7 Main reasons were identified for influencing obesity
·Biology: an individual’s starting point - the influence of genetics and
·Activity environment: the influence of the environment on an
individual’s activity behaviour, for example a decision to cycle to work may be
influenced by road safety, air pollution or provision of a cycle shelter and
·Physical Activity: the type, frequency and intensity of activities an
individual carries out, such as cycling vigorously to work every day;
·Societal influences: the impact of society, for example the influence of
the media, education, peer pressure or culture;
·Individual psychology: for example a person’s individual psychological
drive for particular foods and consumption patterns, or physical activity
patterns or preferences;
·Food environment: the influence of the food environment on an
individual’s food choices, for example a decision to eat more fruit and
vegetables may be influenced by the availability and quality of fruit and
vegetables near home;
·Food consumption: the quality, quantity (portion sizes) and frequency
(snacking patterns) of an individual’s diet.
A study back in 2011 showed that only 39% of men and 26% of women were
taking part in the recommended weekly amounts of exercise? When you consider
that a child is twice as likely to grow up obese if their parents do not
partake in exercise the impact of this statistic makes very scary reading for
It was also stated that social and economic status and income was a
factor in how much exercise and the type of diets that were being consumed.
With outdoor exercise becoming more popular than ever, surely there is no
longer a need for expensive gym memberships and that educating individuals how
to train cheaply should become a priority. It is also a myth that fresh produce
is more expensive that processed foods. What is requires are thought, planning
and a little know how.
Jamie Oliver the celebrity chef has produced programs based on cheap but
healthy foods and details can be found onlineJamie Oliver website.

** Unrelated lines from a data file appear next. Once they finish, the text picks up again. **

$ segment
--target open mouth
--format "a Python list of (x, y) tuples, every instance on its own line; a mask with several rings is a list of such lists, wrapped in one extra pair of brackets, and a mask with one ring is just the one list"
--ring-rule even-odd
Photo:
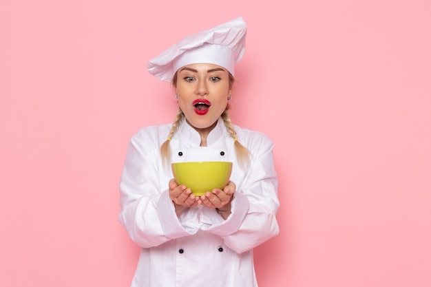
[(194, 106), (196, 109), (198, 109), (200, 111), (204, 111), (206, 109), (208, 109), (208, 108), (209, 107), (209, 104), (203, 102), (196, 103)]
[(195, 112), (200, 116), (206, 114), (209, 110), (211, 103), (205, 98), (198, 98), (193, 102)]

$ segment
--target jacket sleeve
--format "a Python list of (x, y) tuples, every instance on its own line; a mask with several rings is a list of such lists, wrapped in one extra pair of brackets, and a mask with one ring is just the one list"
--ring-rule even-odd
[(280, 202), (273, 144), (263, 135), (259, 140), (252, 142), (249, 145), (252, 153), (251, 164), (240, 184), (240, 189), (237, 187), (231, 215), (222, 220), (213, 211), (206, 210), (205, 216), (201, 217), (202, 229), (221, 236), (225, 244), (238, 253), (261, 244), (279, 233), (275, 213)]
[[(153, 138), (151, 139), (151, 138)], [(160, 153), (156, 140), (143, 131), (129, 145), (120, 182), (118, 220), (141, 247), (153, 247), (198, 230), (194, 210), (178, 218), (169, 197), (167, 182), (160, 187)]]

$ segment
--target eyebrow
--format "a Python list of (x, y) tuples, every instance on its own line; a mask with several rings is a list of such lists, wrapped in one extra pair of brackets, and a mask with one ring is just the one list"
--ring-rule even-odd
[[(193, 72), (195, 73), (198, 72), (197, 70), (192, 69), (192, 68), (188, 67), (183, 67), (182, 69), (181, 69), (181, 71), (184, 71), (185, 70), (187, 70), (187, 71), (191, 71), (191, 72)], [(180, 71), (180, 72), (181, 72), (181, 71)], [(222, 69), (221, 67), (216, 67), (216, 68), (214, 68), (214, 69), (210, 69), (208, 71), (207, 71), (207, 73), (211, 73), (213, 72), (216, 72), (216, 71), (223, 71), (223, 72), (224, 72), (224, 69)]]

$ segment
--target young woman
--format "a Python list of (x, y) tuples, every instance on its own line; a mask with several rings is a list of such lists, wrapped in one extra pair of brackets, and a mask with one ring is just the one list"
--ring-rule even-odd
[[(151, 60), (173, 84), (171, 125), (130, 141), (120, 184), (119, 220), (141, 248), (132, 286), (254, 287), (253, 248), (278, 233), (273, 145), (231, 123), (235, 63), (245, 47), (242, 18), (188, 37)], [(222, 190), (196, 196), (172, 178), (170, 163), (233, 162)]]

We believe that if the government are to focus on driving down obesity
in our society we need to tackle this in a number of ways
1) Continue to work with industry to reduce the harmful levels of
sugars, fats and salts in our foods
2) Provide education on food labelling and reduce the ambiguity
surrounding low fat, fat free foods which are often a gimmick to sell foods
3) Instead of encouraging weight loss classes which simply encourage
calorie counting we need to educate about food, what works well, what is a
balanced diet, why treats can be good if in moderation. We should teach
this in schools and food education should be part of the curriculum
4) PE in schools should be taken seriously and teachers, especially
primary schools where dedicated PE teachers are not employed should be provided
the skills to deliver effective work outs for young children. Every child
should have to partake
5) Every school should offer after school sporting or exercise
6) Local fitness businesses should be provided incentives to encourage
greater uptake. Private golf courses receive VAT reductions or as if
often the case pays no tax at all yet fitness and health businesses still do? With
a crisis like we have surely this has to be considered?

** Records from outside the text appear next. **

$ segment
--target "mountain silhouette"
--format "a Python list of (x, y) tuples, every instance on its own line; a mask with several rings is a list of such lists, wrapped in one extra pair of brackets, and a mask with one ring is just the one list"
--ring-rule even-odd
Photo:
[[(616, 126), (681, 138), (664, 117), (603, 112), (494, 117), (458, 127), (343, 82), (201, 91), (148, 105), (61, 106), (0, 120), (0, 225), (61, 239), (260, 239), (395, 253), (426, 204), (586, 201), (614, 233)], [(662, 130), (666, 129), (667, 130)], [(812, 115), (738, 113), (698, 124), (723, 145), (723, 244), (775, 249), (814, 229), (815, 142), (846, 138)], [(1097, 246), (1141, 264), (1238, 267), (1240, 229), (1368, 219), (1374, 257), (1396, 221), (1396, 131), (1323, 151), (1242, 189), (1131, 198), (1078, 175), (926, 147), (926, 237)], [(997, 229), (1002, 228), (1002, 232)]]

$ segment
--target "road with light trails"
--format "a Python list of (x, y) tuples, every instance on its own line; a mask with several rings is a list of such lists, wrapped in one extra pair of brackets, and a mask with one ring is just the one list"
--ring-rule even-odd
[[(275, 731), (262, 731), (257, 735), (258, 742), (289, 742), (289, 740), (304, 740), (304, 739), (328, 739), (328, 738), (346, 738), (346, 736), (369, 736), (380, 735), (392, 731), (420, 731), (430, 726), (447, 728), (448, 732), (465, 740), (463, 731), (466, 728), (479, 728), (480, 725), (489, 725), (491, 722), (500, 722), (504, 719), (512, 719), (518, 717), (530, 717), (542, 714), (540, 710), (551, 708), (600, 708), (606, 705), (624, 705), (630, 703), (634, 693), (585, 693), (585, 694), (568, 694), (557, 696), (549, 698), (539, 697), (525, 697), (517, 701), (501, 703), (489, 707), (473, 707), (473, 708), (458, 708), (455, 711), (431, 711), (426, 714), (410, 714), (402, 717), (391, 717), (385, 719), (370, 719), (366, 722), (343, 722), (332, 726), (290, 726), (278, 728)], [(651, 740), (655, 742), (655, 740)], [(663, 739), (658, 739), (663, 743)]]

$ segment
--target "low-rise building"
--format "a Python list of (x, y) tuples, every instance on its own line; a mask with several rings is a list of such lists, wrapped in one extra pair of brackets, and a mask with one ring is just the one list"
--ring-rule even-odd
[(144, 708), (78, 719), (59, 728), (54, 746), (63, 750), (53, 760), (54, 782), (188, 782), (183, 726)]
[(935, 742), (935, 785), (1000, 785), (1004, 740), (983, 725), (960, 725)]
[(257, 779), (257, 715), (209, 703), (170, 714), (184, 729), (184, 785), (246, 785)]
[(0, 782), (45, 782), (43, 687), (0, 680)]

7) Encourage the lottery fund to divert more of the funding away from
massive investments in things like new opera houses and art galleries and
deliver it to community projects that aim to deliver educational based fitness,
healthy lifestyle and food projects.
Obesity is not a problem that strikes at a certain demographic but if we
are not careful will be our biggest killer. We all have a responsibility to
ourselves and our next generation. Whilst Government and industry need to
play their part, it’s often very easy to blame others when ultimately unless we
remove all such products from the shelves and militarily enforce exercise it
can only be the individual who makes the choice not to die young!